Some gifts made during your lifetime are exempt from Inheritance Tax because of the type of gift or the reason for making it.

Wedding gifts/civil partnership ceremony gifts

Wedding or civil partnership ceremony gifts are exempt from Inheritance Tax, subject to certain limits:

  • parents can each give cash or gifts worth £5,000
  • grandparents and great grandparents can each give cash or gifts worth £2,500
  • anyone else can give cash or gifts worth £1,000

You have to make the gift - or promise to make it - on or shortly before the date of the wedding or civil partnership ceremony. If the ceremony is called off and you still make the gift - or if you make the gift after the ceremony without having promised it first - this exemption won't apply.

Small gifts

There's no Inheritance Tax on individual gifts worth up to £250. You can give as many people as you like up to £250 each in any one tax year.

You can't give someone another £250 if you've given them a gift using a different exemption, e.g. the £3,000 annual exemption.

If you give someone more than £250 in a year, the whole amount counts - the first £250 is not exempt.

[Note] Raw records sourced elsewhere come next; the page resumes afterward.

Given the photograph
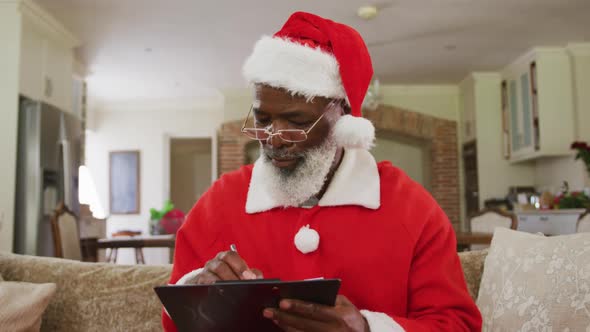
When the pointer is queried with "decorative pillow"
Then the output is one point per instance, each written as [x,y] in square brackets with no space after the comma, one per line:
[536,283]
[22,305]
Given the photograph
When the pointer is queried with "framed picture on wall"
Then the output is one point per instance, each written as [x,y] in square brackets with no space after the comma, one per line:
[124,182]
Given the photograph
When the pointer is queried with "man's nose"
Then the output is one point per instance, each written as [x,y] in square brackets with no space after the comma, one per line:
[275,140]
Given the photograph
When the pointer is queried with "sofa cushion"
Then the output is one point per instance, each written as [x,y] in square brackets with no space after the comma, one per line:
[22,305]
[472,263]
[536,283]
[93,296]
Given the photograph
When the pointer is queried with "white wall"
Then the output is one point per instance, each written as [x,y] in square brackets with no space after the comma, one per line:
[10,25]
[551,172]
[237,103]
[148,130]
[412,156]
[580,55]
[441,101]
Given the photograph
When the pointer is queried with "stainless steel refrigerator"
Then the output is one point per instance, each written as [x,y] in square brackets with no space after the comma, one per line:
[47,173]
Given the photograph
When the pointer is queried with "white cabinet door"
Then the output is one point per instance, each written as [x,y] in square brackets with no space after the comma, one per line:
[57,78]
[31,63]
[521,117]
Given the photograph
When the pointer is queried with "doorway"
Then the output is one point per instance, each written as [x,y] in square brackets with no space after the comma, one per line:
[412,155]
[190,170]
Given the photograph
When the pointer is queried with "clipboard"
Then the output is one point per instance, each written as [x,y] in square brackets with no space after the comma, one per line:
[238,305]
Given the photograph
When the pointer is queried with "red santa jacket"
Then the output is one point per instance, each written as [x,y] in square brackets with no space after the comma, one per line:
[380,232]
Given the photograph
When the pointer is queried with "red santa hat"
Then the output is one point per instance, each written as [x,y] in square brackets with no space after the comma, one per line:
[313,56]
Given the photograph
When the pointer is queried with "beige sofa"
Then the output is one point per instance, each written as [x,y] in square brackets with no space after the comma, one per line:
[108,297]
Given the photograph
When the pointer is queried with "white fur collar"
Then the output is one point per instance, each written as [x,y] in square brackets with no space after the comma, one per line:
[356,182]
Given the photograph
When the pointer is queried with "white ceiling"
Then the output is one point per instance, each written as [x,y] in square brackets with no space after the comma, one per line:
[197,47]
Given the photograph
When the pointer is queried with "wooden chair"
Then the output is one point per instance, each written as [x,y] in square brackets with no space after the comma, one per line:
[486,221]
[583,225]
[112,253]
[66,235]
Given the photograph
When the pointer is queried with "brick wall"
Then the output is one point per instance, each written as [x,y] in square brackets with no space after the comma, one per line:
[440,133]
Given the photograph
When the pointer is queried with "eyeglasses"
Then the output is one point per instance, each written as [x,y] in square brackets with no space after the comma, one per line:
[287,135]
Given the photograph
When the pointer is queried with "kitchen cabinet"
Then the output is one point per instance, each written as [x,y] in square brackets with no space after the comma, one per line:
[46,61]
[554,222]
[537,105]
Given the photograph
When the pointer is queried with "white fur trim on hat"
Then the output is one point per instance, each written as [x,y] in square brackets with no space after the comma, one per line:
[354,132]
[307,240]
[300,69]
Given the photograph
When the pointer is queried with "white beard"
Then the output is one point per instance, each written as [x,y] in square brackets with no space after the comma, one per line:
[295,187]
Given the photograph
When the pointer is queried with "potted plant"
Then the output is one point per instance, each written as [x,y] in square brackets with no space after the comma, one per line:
[167,220]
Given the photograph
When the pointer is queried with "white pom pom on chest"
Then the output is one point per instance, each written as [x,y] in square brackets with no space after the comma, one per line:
[307,240]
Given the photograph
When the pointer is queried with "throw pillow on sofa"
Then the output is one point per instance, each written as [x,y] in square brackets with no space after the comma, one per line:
[22,305]
[536,283]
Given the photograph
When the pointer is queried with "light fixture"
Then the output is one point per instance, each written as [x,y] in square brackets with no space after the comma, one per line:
[87,193]
[367,12]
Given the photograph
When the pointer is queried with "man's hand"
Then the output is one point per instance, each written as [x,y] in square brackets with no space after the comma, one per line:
[295,315]
[227,265]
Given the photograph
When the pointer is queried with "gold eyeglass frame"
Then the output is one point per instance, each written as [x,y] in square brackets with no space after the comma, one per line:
[266,130]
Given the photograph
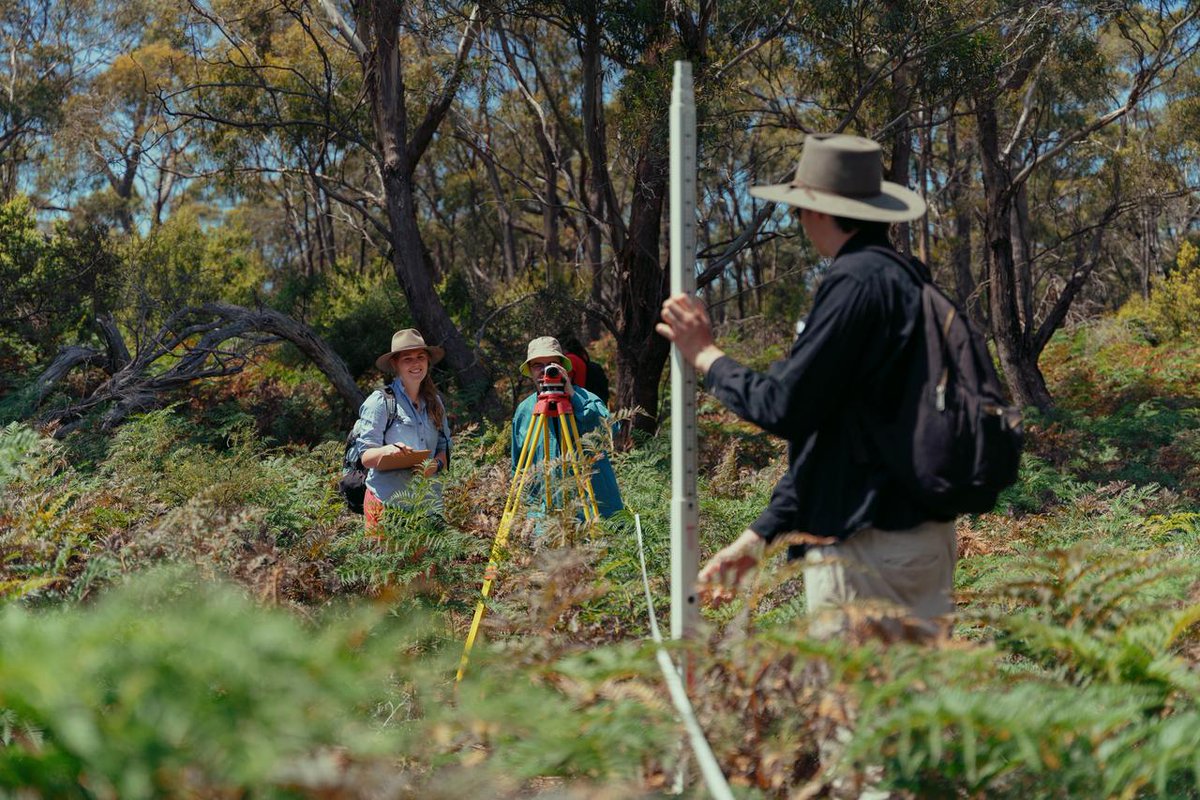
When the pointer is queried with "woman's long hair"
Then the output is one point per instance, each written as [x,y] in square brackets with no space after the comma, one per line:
[429,392]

Regular gifts or payments that are part of your normal expenditure

Any regular gifts you make out of your after-tax income, not including your capital, are exempt from Inheritance Tax. These gifts will only qualify if you have enough income left after making them to maintain your normal lifestyle.

These include:

  • monthly or other regular payments to someone
  • regular gifts for Christmas and birthdays, or wedding/civil partnership anniversaries
  • regular premiums on a life insurance policy - for you or someone else

You can also make exempt maintenance payments to:

  • your husband, wife or civil partner
  • your ex-spouse or former civil partner
  • relatives who are dependent on you because of old age or infirmity
  • your children, including adopted children and step-children, who are under 18 or in full-time education

The seven-year rule - 'potentially exempt transfers'

Any gifts you make to individuals will be exempt from Inheritance Tax as long as you live for seven years after making the gift. These sorts of gifts are known as 'Potentially Exempt Transfers' (PETs).

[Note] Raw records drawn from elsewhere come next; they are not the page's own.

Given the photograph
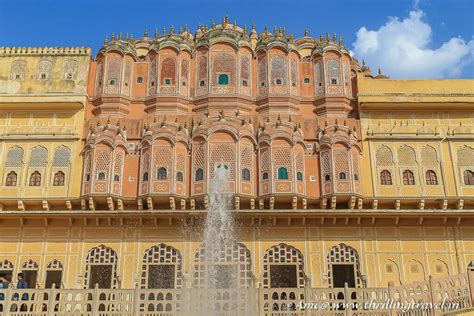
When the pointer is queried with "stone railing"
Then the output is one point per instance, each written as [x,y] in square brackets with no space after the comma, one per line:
[444,296]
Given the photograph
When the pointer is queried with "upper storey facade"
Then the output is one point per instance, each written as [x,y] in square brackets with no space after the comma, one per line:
[43,94]
[223,67]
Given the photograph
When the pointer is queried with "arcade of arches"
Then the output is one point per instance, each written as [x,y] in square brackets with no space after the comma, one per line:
[336,174]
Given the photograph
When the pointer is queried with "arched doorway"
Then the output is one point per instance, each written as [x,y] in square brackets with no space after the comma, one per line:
[230,267]
[283,267]
[343,267]
[54,274]
[30,272]
[101,268]
[161,268]
[6,268]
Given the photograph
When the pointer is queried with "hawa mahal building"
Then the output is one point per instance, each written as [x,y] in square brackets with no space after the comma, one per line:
[338,175]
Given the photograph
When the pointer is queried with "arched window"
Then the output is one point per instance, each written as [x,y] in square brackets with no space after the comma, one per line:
[283,267]
[30,273]
[385,177]
[14,157]
[199,176]
[299,176]
[223,79]
[469,177]
[431,178]
[161,173]
[246,174]
[58,180]
[54,274]
[161,268]
[6,268]
[408,178]
[343,267]
[11,179]
[101,268]
[62,156]
[35,179]
[282,173]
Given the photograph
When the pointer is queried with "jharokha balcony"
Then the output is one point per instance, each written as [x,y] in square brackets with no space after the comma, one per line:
[446,296]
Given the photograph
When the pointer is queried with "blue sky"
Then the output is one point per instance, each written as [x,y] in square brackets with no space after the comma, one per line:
[406,38]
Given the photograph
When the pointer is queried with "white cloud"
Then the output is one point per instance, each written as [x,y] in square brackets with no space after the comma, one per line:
[401,49]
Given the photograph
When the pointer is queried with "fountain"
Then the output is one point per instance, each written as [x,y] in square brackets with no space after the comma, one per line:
[219,232]
[220,293]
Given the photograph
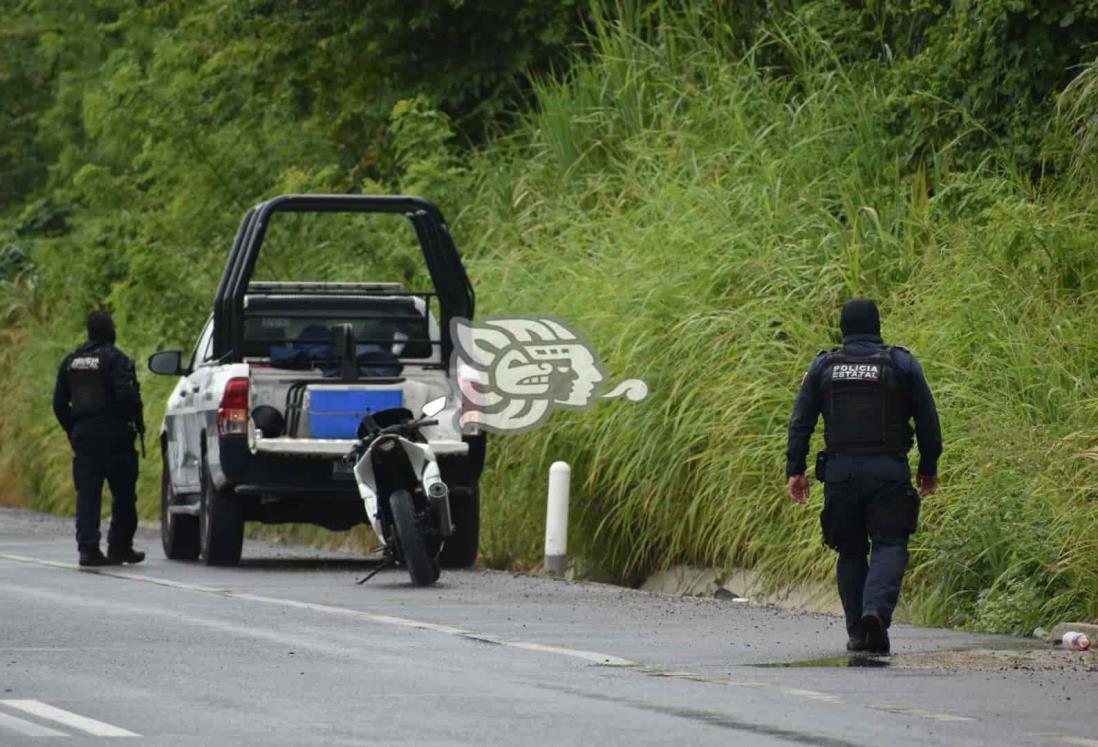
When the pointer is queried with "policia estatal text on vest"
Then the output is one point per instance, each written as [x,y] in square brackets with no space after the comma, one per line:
[867,393]
[97,401]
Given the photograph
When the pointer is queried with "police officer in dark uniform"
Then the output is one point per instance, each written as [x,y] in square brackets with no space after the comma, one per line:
[867,393]
[97,401]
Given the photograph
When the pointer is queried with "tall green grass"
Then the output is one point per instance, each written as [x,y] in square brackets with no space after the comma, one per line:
[701,211]
[703,216]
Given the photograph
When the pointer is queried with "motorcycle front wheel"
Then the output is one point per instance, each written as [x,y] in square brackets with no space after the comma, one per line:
[422,567]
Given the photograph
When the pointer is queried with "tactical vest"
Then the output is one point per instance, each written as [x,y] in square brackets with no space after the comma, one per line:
[865,410]
[88,378]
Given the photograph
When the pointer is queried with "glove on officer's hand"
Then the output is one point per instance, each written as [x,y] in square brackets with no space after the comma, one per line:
[798,488]
[928,485]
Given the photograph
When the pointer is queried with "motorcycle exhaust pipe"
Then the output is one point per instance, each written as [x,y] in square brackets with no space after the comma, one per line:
[438,498]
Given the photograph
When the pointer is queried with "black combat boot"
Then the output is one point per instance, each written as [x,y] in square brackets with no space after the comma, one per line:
[93,556]
[876,635]
[130,556]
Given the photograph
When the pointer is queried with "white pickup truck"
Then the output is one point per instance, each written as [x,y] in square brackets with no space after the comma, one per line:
[268,403]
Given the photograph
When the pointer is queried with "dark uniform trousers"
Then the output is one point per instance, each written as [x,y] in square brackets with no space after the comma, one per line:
[869,502]
[103,450]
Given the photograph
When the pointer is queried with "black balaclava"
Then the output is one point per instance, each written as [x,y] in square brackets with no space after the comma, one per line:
[101,327]
[860,316]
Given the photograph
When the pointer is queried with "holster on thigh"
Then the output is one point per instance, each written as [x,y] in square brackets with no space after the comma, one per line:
[895,513]
[842,524]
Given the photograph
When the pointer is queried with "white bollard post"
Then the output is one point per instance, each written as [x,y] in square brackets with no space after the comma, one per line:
[560,476]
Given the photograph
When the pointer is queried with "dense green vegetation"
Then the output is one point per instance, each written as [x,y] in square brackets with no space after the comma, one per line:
[698,190]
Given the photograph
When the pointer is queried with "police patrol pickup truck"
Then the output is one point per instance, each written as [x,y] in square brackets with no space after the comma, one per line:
[268,403]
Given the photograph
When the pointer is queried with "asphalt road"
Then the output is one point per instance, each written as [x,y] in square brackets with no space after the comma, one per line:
[286,649]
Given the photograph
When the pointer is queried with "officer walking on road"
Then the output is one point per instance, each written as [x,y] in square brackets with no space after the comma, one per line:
[867,393]
[97,401]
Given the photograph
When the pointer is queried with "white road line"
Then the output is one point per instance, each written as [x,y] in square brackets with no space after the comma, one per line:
[91,726]
[593,657]
[27,728]
[919,713]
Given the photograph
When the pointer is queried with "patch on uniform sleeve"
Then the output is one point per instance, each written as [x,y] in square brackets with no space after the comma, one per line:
[856,372]
[85,364]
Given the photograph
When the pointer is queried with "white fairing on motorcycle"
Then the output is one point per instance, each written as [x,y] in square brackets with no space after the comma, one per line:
[423,463]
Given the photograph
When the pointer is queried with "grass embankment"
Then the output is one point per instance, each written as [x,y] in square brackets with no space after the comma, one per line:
[701,218]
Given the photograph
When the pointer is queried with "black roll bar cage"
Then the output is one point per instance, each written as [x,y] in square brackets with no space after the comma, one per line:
[455,292]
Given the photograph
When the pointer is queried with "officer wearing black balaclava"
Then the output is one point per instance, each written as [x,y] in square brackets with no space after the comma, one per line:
[97,401]
[869,393]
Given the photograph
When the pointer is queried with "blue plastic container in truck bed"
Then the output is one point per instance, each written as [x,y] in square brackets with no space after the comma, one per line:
[335,412]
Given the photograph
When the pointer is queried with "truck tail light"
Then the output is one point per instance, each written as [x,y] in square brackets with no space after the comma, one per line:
[233,413]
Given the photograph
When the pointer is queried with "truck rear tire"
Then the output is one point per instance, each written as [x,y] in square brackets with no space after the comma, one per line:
[460,548]
[221,524]
[179,533]
[422,567]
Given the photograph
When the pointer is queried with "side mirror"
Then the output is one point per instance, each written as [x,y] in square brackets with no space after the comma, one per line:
[167,363]
[434,407]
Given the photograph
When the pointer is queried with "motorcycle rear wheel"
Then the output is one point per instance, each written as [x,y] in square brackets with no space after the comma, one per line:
[422,566]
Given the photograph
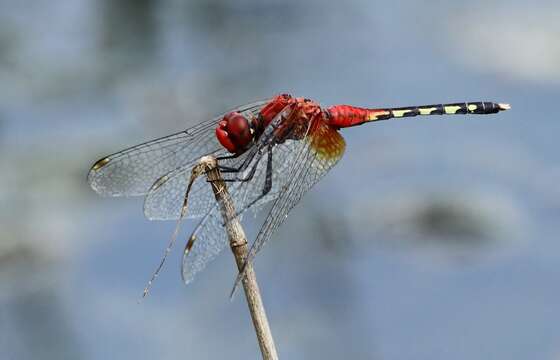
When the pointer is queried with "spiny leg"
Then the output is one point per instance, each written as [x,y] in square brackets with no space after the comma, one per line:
[267,183]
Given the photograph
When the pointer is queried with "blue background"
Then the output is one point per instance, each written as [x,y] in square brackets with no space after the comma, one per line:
[433,238]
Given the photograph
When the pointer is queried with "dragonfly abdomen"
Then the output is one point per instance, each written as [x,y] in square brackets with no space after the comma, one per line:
[345,116]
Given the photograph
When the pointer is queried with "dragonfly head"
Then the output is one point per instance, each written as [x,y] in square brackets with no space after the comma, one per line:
[234,132]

However if you give an asset away at any time, but keep an interest in it - for example you give your house away but continue to live in it rent-free - this gift will not be a potentially exempt transfer, but will be a failed gift. The gift must be outright and unconditional to succeed as a PET.

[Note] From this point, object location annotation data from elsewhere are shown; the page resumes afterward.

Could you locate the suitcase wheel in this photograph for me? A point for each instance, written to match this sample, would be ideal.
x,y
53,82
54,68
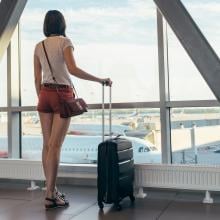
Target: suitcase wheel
x,y
101,206
132,198
118,207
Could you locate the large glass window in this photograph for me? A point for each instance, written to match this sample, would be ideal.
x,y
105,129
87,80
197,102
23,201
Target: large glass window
x,y
3,81
3,135
208,24
195,135
116,39
140,126
186,82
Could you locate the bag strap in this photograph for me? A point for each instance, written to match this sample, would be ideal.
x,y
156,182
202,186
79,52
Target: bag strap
x,y
50,67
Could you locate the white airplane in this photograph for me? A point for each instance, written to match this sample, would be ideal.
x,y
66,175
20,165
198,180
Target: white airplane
x,y
83,149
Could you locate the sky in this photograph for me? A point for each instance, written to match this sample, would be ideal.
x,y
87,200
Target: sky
x,y
118,39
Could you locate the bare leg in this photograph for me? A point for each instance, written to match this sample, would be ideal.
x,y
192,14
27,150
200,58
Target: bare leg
x,y
58,132
46,120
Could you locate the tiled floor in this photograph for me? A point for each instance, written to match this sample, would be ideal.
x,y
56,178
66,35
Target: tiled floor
x,y
16,203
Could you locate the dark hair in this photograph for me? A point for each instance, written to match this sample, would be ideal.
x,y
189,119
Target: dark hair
x,y
54,23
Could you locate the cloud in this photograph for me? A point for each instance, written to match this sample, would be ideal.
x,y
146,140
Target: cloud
x,y
100,24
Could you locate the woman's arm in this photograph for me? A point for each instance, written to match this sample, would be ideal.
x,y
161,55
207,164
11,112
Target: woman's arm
x,y
37,74
74,70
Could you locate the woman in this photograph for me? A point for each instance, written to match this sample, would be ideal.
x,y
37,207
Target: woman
x,y
60,54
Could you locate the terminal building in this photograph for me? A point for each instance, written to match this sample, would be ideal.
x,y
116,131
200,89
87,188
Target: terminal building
x,y
163,59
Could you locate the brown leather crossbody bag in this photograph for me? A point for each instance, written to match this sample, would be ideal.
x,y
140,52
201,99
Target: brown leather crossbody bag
x,y
71,106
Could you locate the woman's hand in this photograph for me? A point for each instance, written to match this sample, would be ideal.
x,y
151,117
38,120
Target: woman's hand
x,y
106,81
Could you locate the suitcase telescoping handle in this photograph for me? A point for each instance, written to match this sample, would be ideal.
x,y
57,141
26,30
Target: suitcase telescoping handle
x,y
103,111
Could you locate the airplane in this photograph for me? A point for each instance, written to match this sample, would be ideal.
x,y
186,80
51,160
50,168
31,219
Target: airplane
x,y
83,149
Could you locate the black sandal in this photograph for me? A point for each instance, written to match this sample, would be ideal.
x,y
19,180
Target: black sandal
x,y
61,195
55,204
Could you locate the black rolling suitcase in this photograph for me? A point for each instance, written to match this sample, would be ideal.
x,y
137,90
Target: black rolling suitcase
x,y
115,168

If you die within seven years and the total value of gifts you made is less than the Inheritance Tax threshold, then the value of the gifts is added back to your estate and any tax due is paid out of the estate (unless you agreed for the donee of the gift to meet such tax)

However, if you die within seven years of making a gift and the gift is valued at more than the Inheritance Tax threshold, Inheritance Tax will need to be paid on its value, either by the person receiving the gift or by the representatives of the estate.

If you die between three and seven years after making a gift, and the total value of gifts that you made is over the threshold, any Inheritance Tax due on the gift is reduced on a sliding scale. This is known as 'Taper Relief'.

Years between gift and deathPercentage of the tax you payTaper Relief (effective tax rate)
less than 3100%40%
3 to 480%32%
4 to 560%24%
5 to 640%16%
6 to 720%8%

Gifts into trust

Gifts into trust are not generally exempt from Inheritance Tax.

The importance of keeping records

It will help your executor or personal representative to sort out your financial affairs when you die if you keep a record of any gifts you make and note on that record which exemption you've used.

It's also a good idea to keep a record of your after-tax income if you make regular gifts out of income as part of your normal expenditure. This will show that the gifts are regular and that you have enough income to cover them and your usual day-to-day expenditure without having to draw on your capital.